PRODUZIONE:  Gran Bretagna   -   2000   -   Dramm.

DURATA:  97'

INTERPRETI:
Johnny Depp, Cate Blanchett, John Turturro, 
Christina Ricci, Harry Dean Stanton, Claudia Lander-Duke

SCENEGGIATURA:
Sally Potter

FOTOGRAFIA:
Sacha Vierny

SCENOGRAFIA: Carlos Conti

MONTAGGIO: Herve Schneid

COSTUMI: Lindy Hemming

MUSICHE: Osvaldo Golijon

Trama

La storia di una ragazzina ebrea (Fegele) dai primi anni in Russia, con il padre cantore, fino a Hollywood, passando attraverso una timida adolescenza in Inghilterra e una passionale giovinezza a Parigi, dove incontra uno zingaro domatore di cavalli di cui si innamora.

Recensioni

 

 

 

Un polpettone che non convince

Sally Potter si cimenta con il melò, nell'avventurosa storia di una ragazza ebrea che dalla Russia arriva ad Hollywood.

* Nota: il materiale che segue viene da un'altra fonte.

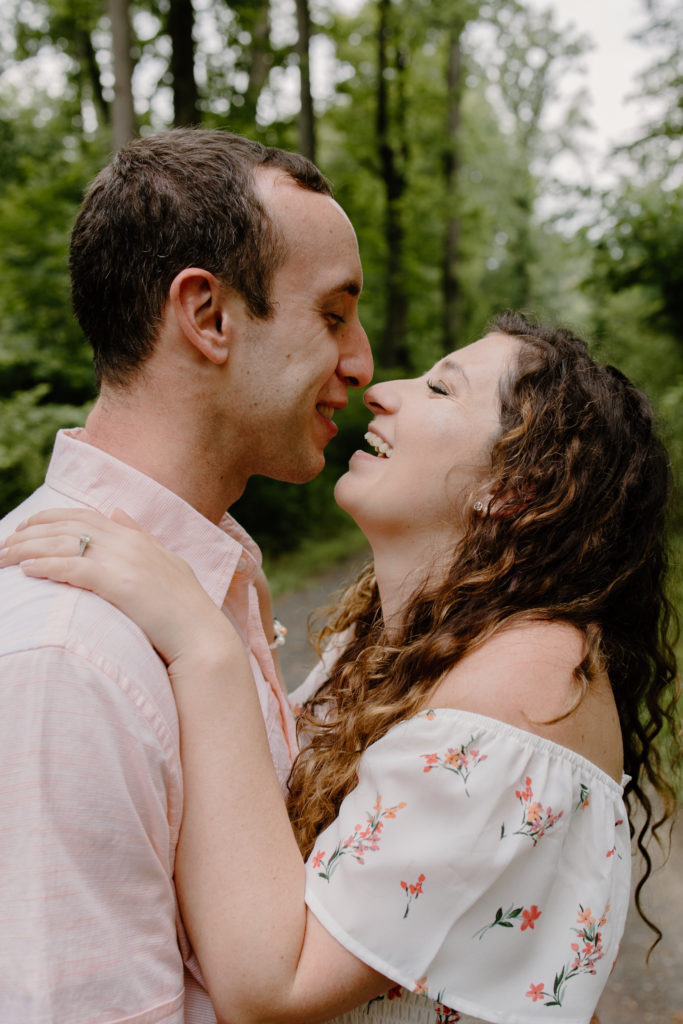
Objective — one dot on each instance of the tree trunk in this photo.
(90, 68)
(392, 352)
(452, 311)
(124, 126)
(257, 22)
(179, 24)
(306, 116)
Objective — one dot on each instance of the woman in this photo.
(459, 795)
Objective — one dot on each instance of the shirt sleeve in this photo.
(478, 864)
(87, 919)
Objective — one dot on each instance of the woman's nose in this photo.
(382, 397)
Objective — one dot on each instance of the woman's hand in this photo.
(127, 566)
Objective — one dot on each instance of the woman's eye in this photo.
(438, 387)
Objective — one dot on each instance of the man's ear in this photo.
(199, 304)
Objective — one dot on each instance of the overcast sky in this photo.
(613, 65)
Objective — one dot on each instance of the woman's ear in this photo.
(201, 310)
(507, 506)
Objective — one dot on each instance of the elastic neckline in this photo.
(527, 738)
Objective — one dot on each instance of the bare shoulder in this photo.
(523, 675)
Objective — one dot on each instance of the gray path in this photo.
(637, 993)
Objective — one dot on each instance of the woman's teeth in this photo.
(383, 449)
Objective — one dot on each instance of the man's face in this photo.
(291, 373)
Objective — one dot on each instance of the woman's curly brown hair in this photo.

Un melò che non commuove, e fa di tutto per farlo, ha però qualche cosa che non funziona. Un po' la scelta degli interpreti (a parte Turturro e la Blanchett), con un Johnny Depp che ha "le physique du role" ma un personaggio scontatissimo e una statica Christina Ricci, che avrebbe un personaggio più sfumato ma non ha "le physique du role". Anche la sceneggiatura, però, non brilla per originalità e alcuni dialoghi, come l'addio tra Depp e la Ricci, sfiorano il ridicolo. Ma è soprattutto il tono della narrazione che non convince, con emozioni imposte e non suggerite che lasciano emotivamente freddi e distaccati.
Restano alcune immagini molto belle e curate e un frugolino, nel prologo in Russia, che con la sola presenza illumina lo schermo. Tutto sommato, un po' poco!

Luca Baroncini


La leggenda della corista sull'oceano

Siamo forse davanti al definitivo "de profundis" di una grande autrice. Chi aveva rimproverato ad "Orlando" di essere freddo e accademico e non aveva sopportato l'ossessiva presenza della musica e della danza in "Lezioni di tango" potrebbe non sopravvivere alla visione di questo film. La storia della giovane Suzie, ebrea polacca nella Parigi degli anni Trenta stipata di nazisti, zingari e ballerine, è inverosimile e stereotipata come un fotoromanzo, ma, fin qui, niente di male: siamo in un genere (il melodramma in costume) che vive, come l'opera lirica, sulle convenzioni e le scene madri. Ma in questo caso non c'è un solo momento di passione, di profondità, di follia, di sana ebbrezza cinematografica. Le suggestive scenografie, una colonna sonora con le arie di Purcell, Verdi e Bizet, la fotografia adamantina di Sacha Vierny non bastano a far dimenticare la scarsa consistenza dei personaggi, nient'altro che figurine e caricature, nel bene come nel male, i dialoghi che sembrano scritti da un comitato tanto sono impersonali, gli attori preda del ridicolo senza possibilità di redenzione (tra i più esilaranti, Johnny Depp in versione gitana, semimuto e in trance, e Turturro macchiettistico cantante italiano dall'accento esilarante), i momenti di puro narcisismo (come l'apparizione, nella bettola, del compagno della Potter, il torvo ballerino Pablo Veròn). Patetico inoltre il tentativo di rifare "Titanic": se il budget è ristretto, meglio lasciar perdere ogni tentativo di emulare il signor Cameron. Peccato per le attrici: Ricci ha l'aria di non sapere dove si trova, mentre Blanchett, sotto il trucco volgare e al di là della mimica da fumetto, sa incantare con un solo sguardo, anche se non salva il polpettone, che rimane uno dei film più inutili di Venezia 57, anzi, di sempre.